In the Munich agreement of 1938, Britain and France had caved in to Hitler’s aggression. In 1939, the Soviet Union proposed an international agreement to oppose further German demands for territory. Britain and France, who distrusted Stalin and saw Germany as a bulwark against the spread of communist influence in Europe, refused. Stalin then astonished the world by signing a nonaggression pact with Hitler, his former sworn enemy. On September 1, immediately after the signing of the Nazi-Soviet pact, Germany invaded Poland. This time, Britain and France, who had pledged to protect Poland against aggression, declared war. But Germany appeared unstoppable. Within a year, the Nazi blitzkrieg (lightning war) had overrun Poland and much of Scandinavia, Belgium, and the Netherlands. On June 14, 1940, German troops occupied Paris. Hitler now dominated nearly all of Europe, as well as North Africa. In September 1940, Germany, Italy, and Japan created a military alliance known as the Axis.
A newsreel theater in New York’s Times Square announces Hitler’s blitzkrieg in Europe in the spring of 1940.

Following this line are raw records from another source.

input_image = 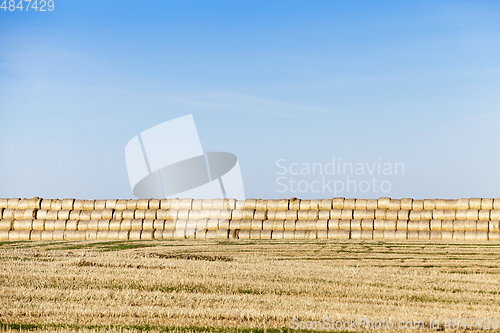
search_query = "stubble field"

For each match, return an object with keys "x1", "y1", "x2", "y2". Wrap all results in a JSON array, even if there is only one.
[{"x1": 0, "y1": 240, "x2": 500, "y2": 332}]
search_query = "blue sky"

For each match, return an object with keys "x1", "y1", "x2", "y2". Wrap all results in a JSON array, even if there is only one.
[{"x1": 0, "y1": 0, "x2": 500, "y2": 198}]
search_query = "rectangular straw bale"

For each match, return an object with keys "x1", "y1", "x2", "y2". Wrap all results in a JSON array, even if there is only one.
[
  {"x1": 418, "y1": 220, "x2": 431, "y2": 231},
  {"x1": 430, "y1": 220, "x2": 442, "y2": 230},
  {"x1": 411, "y1": 200, "x2": 424, "y2": 210},
  {"x1": 408, "y1": 221, "x2": 420, "y2": 231},
  {"x1": 353, "y1": 209, "x2": 375, "y2": 220},
  {"x1": 432, "y1": 209, "x2": 444, "y2": 220},
  {"x1": 396, "y1": 220, "x2": 408, "y2": 231},
  {"x1": 476, "y1": 221, "x2": 489, "y2": 231},
  {"x1": 109, "y1": 220, "x2": 121, "y2": 231},
  {"x1": 339, "y1": 220, "x2": 351, "y2": 230},
  {"x1": 252, "y1": 220, "x2": 263, "y2": 230},
  {"x1": 377, "y1": 197, "x2": 391, "y2": 209},
  {"x1": 453, "y1": 220, "x2": 465, "y2": 231},
  {"x1": 453, "y1": 231, "x2": 465, "y2": 240},
  {"x1": 383, "y1": 220, "x2": 398, "y2": 230},
  {"x1": 375, "y1": 209, "x2": 386, "y2": 220},
  {"x1": 361, "y1": 219, "x2": 374, "y2": 230},
  {"x1": 351, "y1": 219, "x2": 361, "y2": 231},
  {"x1": 354, "y1": 199, "x2": 366, "y2": 211},
  {"x1": 343, "y1": 199, "x2": 356, "y2": 210},
  {"x1": 120, "y1": 219, "x2": 132, "y2": 230},
  {"x1": 424, "y1": 199, "x2": 436, "y2": 210},
  {"x1": 262, "y1": 220, "x2": 274, "y2": 230},
  {"x1": 319, "y1": 199, "x2": 332, "y2": 210},
  {"x1": 94, "y1": 200, "x2": 106, "y2": 210},
  {"x1": 284, "y1": 220, "x2": 296, "y2": 231},
  {"x1": 318, "y1": 210, "x2": 330, "y2": 220},
  {"x1": 465, "y1": 209, "x2": 479, "y2": 221},
  {"x1": 312, "y1": 220, "x2": 328, "y2": 230},
  {"x1": 87, "y1": 220, "x2": 99, "y2": 230},
  {"x1": 142, "y1": 219, "x2": 153, "y2": 230},
  {"x1": 273, "y1": 220, "x2": 285, "y2": 230},
  {"x1": 271, "y1": 230, "x2": 285, "y2": 239},
  {"x1": 127, "y1": 199, "x2": 137, "y2": 210},
  {"x1": 238, "y1": 219, "x2": 252, "y2": 230},
  {"x1": 66, "y1": 220, "x2": 78, "y2": 230},
  {"x1": 330, "y1": 209, "x2": 342, "y2": 220},
  {"x1": 332, "y1": 198, "x2": 344, "y2": 209},
  {"x1": 478, "y1": 209, "x2": 490, "y2": 221},
  {"x1": 385, "y1": 210, "x2": 398, "y2": 220},
  {"x1": 464, "y1": 221, "x2": 477, "y2": 232},
  {"x1": 328, "y1": 219, "x2": 340, "y2": 230}
]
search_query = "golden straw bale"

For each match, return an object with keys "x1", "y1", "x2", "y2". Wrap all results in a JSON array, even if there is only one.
[
  {"x1": 94, "y1": 200, "x2": 106, "y2": 210},
  {"x1": 424, "y1": 199, "x2": 436, "y2": 210},
  {"x1": 328, "y1": 219, "x2": 340, "y2": 230},
  {"x1": 343, "y1": 199, "x2": 356, "y2": 210},
  {"x1": 87, "y1": 220, "x2": 99, "y2": 230},
  {"x1": 430, "y1": 220, "x2": 442, "y2": 230},
  {"x1": 57, "y1": 209, "x2": 71, "y2": 220},
  {"x1": 385, "y1": 210, "x2": 398, "y2": 220},
  {"x1": 476, "y1": 221, "x2": 489, "y2": 231},
  {"x1": 128, "y1": 230, "x2": 141, "y2": 240},
  {"x1": 406, "y1": 231, "x2": 418, "y2": 240},
  {"x1": 109, "y1": 220, "x2": 121, "y2": 231},
  {"x1": 319, "y1": 199, "x2": 332, "y2": 210},
  {"x1": 73, "y1": 199, "x2": 84, "y2": 210},
  {"x1": 466, "y1": 209, "x2": 479, "y2": 221},
  {"x1": 383, "y1": 220, "x2": 398, "y2": 230},
  {"x1": 432, "y1": 209, "x2": 444, "y2": 220},
  {"x1": 375, "y1": 209, "x2": 386, "y2": 220},
  {"x1": 52, "y1": 230, "x2": 64, "y2": 240},
  {"x1": 142, "y1": 219, "x2": 153, "y2": 230},
  {"x1": 318, "y1": 210, "x2": 330, "y2": 220},
  {"x1": 141, "y1": 230, "x2": 153, "y2": 239},
  {"x1": 271, "y1": 230, "x2": 285, "y2": 239},
  {"x1": 354, "y1": 199, "x2": 366, "y2": 210},
  {"x1": 464, "y1": 221, "x2": 477, "y2": 232},
  {"x1": 312, "y1": 220, "x2": 328, "y2": 230},
  {"x1": 411, "y1": 200, "x2": 424, "y2": 210},
  {"x1": 478, "y1": 209, "x2": 490, "y2": 221},
  {"x1": 339, "y1": 220, "x2": 351, "y2": 230},
  {"x1": 453, "y1": 231, "x2": 465, "y2": 240},
  {"x1": 127, "y1": 199, "x2": 137, "y2": 210},
  {"x1": 252, "y1": 220, "x2": 263, "y2": 230},
  {"x1": 351, "y1": 230, "x2": 361, "y2": 239},
  {"x1": 250, "y1": 230, "x2": 260, "y2": 239},
  {"x1": 120, "y1": 219, "x2": 132, "y2": 230},
  {"x1": 453, "y1": 220, "x2": 465, "y2": 231},
  {"x1": 262, "y1": 220, "x2": 274, "y2": 230},
  {"x1": 361, "y1": 219, "x2": 374, "y2": 230},
  {"x1": 330, "y1": 209, "x2": 342, "y2": 220},
  {"x1": 396, "y1": 220, "x2": 408, "y2": 231},
  {"x1": 66, "y1": 220, "x2": 78, "y2": 230},
  {"x1": 332, "y1": 198, "x2": 344, "y2": 209},
  {"x1": 408, "y1": 221, "x2": 420, "y2": 231},
  {"x1": 377, "y1": 197, "x2": 391, "y2": 209},
  {"x1": 79, "y1": 210, "x2": 90, "y2": 221},
  {"x1": 351, "y1": 219, "x2": 361, "y2": 231},
  {"x1": 389, "y1": 199, "x2": 401, "y2": 210},
  {"x1": 353, "y1": 209, "x2": 375, "y2": 220}
]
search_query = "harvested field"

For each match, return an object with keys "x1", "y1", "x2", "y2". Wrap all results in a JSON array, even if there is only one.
[{"x1": 0, "y1": 239, "x2": 500, "y2": 332}]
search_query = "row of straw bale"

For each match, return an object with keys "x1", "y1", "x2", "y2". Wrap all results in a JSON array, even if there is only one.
[
  {"x1": 4, "y1": 208, "x2": 500, "y2": 221},
  {"x1": 0, "y1": 219, "x2": 500, "y2": 232},
  {"x1": 4, "y1": 197, "x2": 500, "y2": 211}
]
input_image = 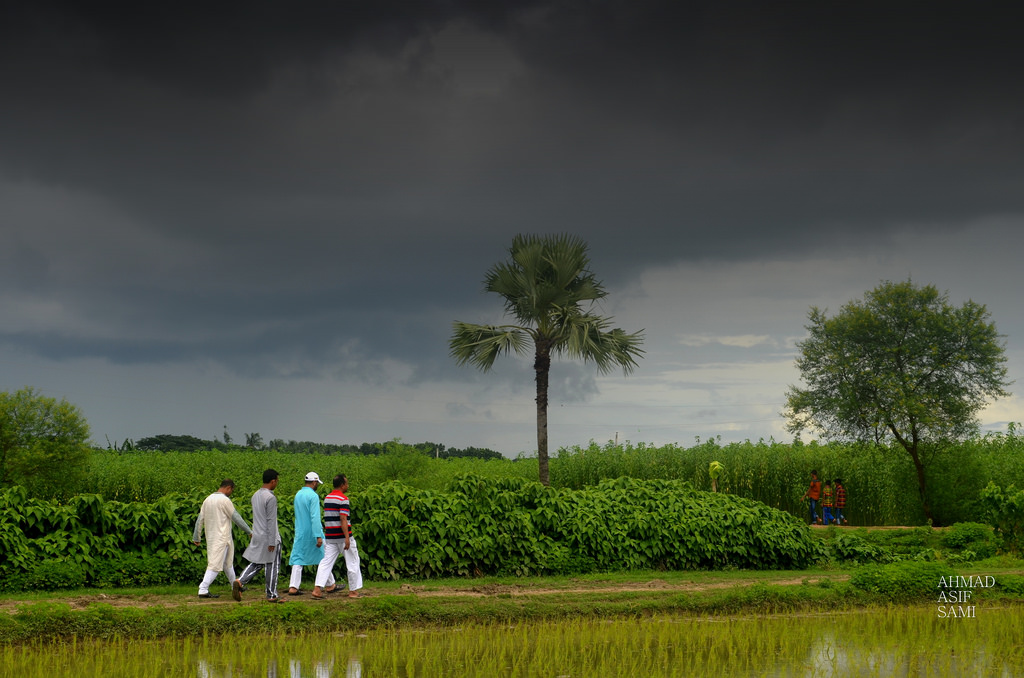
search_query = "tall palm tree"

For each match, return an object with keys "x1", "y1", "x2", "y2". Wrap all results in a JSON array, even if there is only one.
[{"x1": 449, "y1": 235, "x2": 643, "y2": 484}]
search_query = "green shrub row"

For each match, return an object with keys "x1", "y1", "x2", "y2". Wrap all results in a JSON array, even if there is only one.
[
  {"x1": 0, "y1": 474, "x2": 821, "y2": 590},
  {"x1": 59, "y1": 427, "x2": 1024, "y2": 525},
  {"x1": 820, "y1": 522, "x2": 1002, "y2": 565},
  {"x1": 356, "y1": 475, "x2": 820, "y2": 579}
]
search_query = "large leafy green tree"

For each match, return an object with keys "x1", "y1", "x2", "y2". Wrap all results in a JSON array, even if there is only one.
[
  {"x1": 784, "y1": 281, "x2": 1010, "y2": 520},
  {"x1": 450, "y1": 235, "x2": 643, "y2": 484},
  {"x1": 0, "y1": 388, "x2": 90, "y2": 495}
]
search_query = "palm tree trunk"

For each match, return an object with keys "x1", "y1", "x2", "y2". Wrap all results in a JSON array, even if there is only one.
[
  {"x1": 906, "y1": 440, "x2": 938, "y2": 527},
  {"x1": 534, "y1": 339, "x2": 551, "y2": 485}
]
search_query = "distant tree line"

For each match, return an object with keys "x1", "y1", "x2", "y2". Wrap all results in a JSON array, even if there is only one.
[{"x1": 125, "y1": 433, "x2": 502, "y2": 459}]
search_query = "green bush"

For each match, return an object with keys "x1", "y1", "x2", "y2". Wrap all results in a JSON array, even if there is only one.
[
  {"x1": 357, "y1": 475, "x2": 821, "y2": 579},
  {"x1": 23, "y1": 560, "x2": 85, "y2": 591},
  {"x1": 850, "y1": 560, "x2": 955, "y2": 601},
  {"x1": 942, "y1": 522, "x2": 996, "y2": 561},
  {"x1": 979, "y1": 482, "x2": 1024, "y2": 553},
  {"x1": 830, "y1": 534, "x2": 895, "y2": 564}
]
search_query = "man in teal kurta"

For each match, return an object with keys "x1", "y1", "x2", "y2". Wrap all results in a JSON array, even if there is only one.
[{"x1": 288, "y1": 471, "x2": 324, "y2": 596}]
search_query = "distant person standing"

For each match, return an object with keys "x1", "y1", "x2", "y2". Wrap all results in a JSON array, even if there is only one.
[
  {"x1": 193, "y1": 479, "x2": 253, "y2": 598},
  {"x1": 231, "y1": 468, "x2": 281, "y2": 602},
  {"x1": 312, "y1": 473, "x2": 362, "y2": 598},
  {"x1": 801, "y1": 471, "x2": 821, "y2": 525},
  {"x1": 288, "y1": 471, "x2": 324, "y2": 596},
  {"x1": 836, "y1": 478, "x2": 849, "y2": 525}
]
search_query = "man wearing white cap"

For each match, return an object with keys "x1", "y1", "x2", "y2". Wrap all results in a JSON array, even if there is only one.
[
  {"x1": 288, "y1": 471, "x2": 324, "y2": 596},
  {"x1": 193, "y1": 478, "x2": 253, "y2": 598}
]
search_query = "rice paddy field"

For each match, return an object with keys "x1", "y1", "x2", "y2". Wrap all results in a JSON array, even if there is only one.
[{"x1": 0, "y1": 604, "x2": 1024, "y2": 678}]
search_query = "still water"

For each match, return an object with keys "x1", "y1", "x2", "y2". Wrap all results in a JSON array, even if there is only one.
[{"x1": 0, "y1": 606, "x2": 1024, "y2": 678}]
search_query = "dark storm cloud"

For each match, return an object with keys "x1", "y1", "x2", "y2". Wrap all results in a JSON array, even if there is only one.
[{"x1": 6, "y1": 0, "x2": 1024, "y2": 376}]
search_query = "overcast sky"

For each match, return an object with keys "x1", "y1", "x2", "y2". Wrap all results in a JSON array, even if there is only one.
[{"x1": 0, "y1": 0, "x2": 1024, "y2": 456}]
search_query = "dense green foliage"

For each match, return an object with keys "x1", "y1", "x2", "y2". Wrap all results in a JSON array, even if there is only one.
[
  {"x1": 0, "y1": 388, "x2": 89, "y2": 499},
  {"x1": 786, "y1": 281, "x2": 1010, "y2": 524},
  {"x1": 0, "y1": 475, "x2": 818, "y2": 589},
  {"x1": 356, "y1": 475, "x2": 818, "y2": 578},
  {"x1": 850, "y1": 560, "x2": 955, "y2": 601},
  {"x1": 33, "y1": 426, "x2": 1024, "y2": 525},
  {"x1": 132, "y1": 433, "x2": 502, "y2": 459},
  {"x1": 980, "y1": 482, "x2": 1024, "y2": 553}
]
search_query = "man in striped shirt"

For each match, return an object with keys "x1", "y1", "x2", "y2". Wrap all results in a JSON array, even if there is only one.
[{"x1": 312, "y1": 474, "x2": 362, "y2": 598}]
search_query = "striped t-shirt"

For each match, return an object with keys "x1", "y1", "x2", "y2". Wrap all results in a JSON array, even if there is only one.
[{"x1": 324, "y1": 490, "x2": 349, "y2": 542}]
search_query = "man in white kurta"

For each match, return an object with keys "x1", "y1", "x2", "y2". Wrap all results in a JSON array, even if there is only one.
[{"x1": 193, "y1": 480, "x2": 253, "y2": 598}]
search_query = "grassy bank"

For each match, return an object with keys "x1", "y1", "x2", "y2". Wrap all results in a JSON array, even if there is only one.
[{"x1": 0, "y1": 566, "x2": 1024, "y2": 644}]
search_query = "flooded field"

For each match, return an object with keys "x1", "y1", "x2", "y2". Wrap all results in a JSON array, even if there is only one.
[{"x1": 0, "y1": 606, "x2": 1024, "y2": 678}]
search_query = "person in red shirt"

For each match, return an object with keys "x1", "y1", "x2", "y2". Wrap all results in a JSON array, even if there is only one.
[
  {"x1": 800, "y1": 471, "x2": 821, "y2": 525},
  {"x1": 312, "y1": 474, "x2": 362, "y2": 599}
]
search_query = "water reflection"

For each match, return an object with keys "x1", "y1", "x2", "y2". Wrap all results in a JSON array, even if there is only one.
[
  {"x1": 8, "y1": 605, "x2": 1024, "y2": 678},
  {"x1": 196, "y1": 656, "x2": 362, "y2": 678}
]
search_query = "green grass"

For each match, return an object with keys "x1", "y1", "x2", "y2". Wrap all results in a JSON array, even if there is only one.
[{"x1": 0, "y1": 559, "x2": 1024, "y2": 643}]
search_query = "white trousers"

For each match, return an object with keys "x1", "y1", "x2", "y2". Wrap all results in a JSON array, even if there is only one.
[
  {"x1": 288, "y1": 565, "x2": 334, "y2": 589},
  {"x1": 316, "y1": 537, "x2": 362, "y2": 591},
  {"x1": 199, "y1": 552, "x2": 236, "y2": 595}
]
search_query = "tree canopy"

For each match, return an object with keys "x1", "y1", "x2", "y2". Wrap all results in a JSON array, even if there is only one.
[
  {"x1": 449, "y1": 235, "x2": 643, "y2": 484},
  {"x1": 0, "y1": 387, "x2": 90, "y2": 494},
  {"x1": 784, "y1": 281, "x2": 1010, "y2": 519}
]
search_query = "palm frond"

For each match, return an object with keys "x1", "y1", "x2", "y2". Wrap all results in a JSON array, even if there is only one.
[
  {"x1": 449, "y1": 321, "x2": 532, "y2": 371},
  {"x1": 556, "y1": 312, "x2": 644, "y2": 374}
]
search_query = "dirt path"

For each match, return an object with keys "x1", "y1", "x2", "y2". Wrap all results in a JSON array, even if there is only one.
[{"x1": 0, "y1": 573, "x2": 850, "y2": 613}]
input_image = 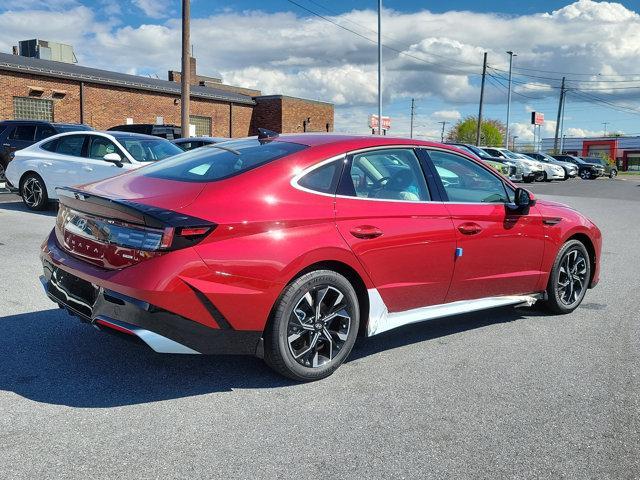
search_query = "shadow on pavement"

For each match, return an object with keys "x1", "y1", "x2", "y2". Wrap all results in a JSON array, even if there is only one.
[
  {"x1": 0, "y1": 308, "x2": 536, "y2": 408},
  {"x1": 0, "y1": 201, "x2": 58, "y2": 217}
]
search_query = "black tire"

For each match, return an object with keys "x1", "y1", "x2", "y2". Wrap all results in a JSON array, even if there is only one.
[
  {"x1": 20, "y1": 172, "x2": 49, "y2": 210},
  {"x1": 264, "y1": 270, "x2": 360, "y2": 382},
  {"x1": 545, "y1": 240, "x2": 591, "y2": 314}
]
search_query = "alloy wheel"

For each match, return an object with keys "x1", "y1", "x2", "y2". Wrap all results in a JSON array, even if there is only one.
[
  {"x1": 556, "y1": 249, "x2": 588, "y2": 306},
  {"x1": 22, "y1": 177, "x2": 43, "y2": 208},
  {"x1": 287, "y1": 285, "x2": 353, "y2": 368}
]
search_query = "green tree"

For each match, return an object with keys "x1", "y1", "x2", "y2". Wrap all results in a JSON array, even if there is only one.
[{"x1": 447, "y1": 116, "x2": 505, "y2": 146}]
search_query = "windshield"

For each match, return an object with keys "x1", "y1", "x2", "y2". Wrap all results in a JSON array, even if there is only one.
[
  {"x1": 114, "y1": 135, "x2": 182, "y2": 162},
  {"x1": 144, "y1": 138, "x2": 307, "y2": 182},
  {"x1": 56, "y1": 125, "x2": 91, "y2": 133}
]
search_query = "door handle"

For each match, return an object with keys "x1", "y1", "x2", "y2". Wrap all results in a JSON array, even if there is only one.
[
  {"x1": 350, "y1": 225, "x2": 382, "y2": 239},
  {"x1": 458, "y1": 222, "x2": 482, "y2": 235}
]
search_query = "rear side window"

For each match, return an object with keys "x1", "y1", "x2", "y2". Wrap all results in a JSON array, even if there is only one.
[
  {"x1": 298, "y1": 160, "x2": 342, "y2": 193},
  {"x1": 429, "y1": 150, "x2": 510, "y2": 203},
  {"x1": 144, "y1": 138, "x2": 307, "y2": 182},
  {"x1": 9, "y1": 125, "x2": 36, "y2": 142},
  {"x1": 56, "y1": 135, "x2": 85, "y2": 157},
  {"x1": 36, "y1": 125, "x2": 57, "y2": 142}
]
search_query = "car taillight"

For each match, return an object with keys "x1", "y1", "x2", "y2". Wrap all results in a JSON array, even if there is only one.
[{"x1": 56, "y1": 204, "x2": 215, "y2": 268}]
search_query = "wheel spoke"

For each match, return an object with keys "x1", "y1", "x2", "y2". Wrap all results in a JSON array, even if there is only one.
[{"x1": 287, "y1": 285, "x2": 351, "y2": 368}]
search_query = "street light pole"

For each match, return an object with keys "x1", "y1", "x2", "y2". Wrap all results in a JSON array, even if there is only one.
[
  {"x1": 438, "y1": 122, "x2": 448, "y2": 143},
  {"x1": 180, "y1": 0, "x2": 191, "y2": 137},
  {"x1": 505, "y1": 50, "x2": 517, "y2": 149},
  {"x1": 378, "y1": 0, "x2": 382, "y2": 135}
]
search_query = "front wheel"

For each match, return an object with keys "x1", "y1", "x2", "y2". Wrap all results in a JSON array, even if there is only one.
[
  {"x1": 20, "y1": 173, "x2": 49, "y2": 210},
  {"x1": 546, "y1": 240, "x2": 591, "y2": 314},
  {"x1": 264, "y1": 270, "x2": 360, "y2": 382}
]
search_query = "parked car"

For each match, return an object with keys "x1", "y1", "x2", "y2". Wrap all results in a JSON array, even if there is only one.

For one critical year, Britain stood virtually alone in fighting Germany. Winston Churchill, who became prime minister in 1940, vowed to resist a threatened Nazi invasion. In the Battle of Britain of 1940-1941, the German air force launched devastating attacks on London and other cities. The Royal Air Force eventually turned back the air assault. But Churchill pointedly called on the “new world, with all its power and might,” to step forward to rescue the old.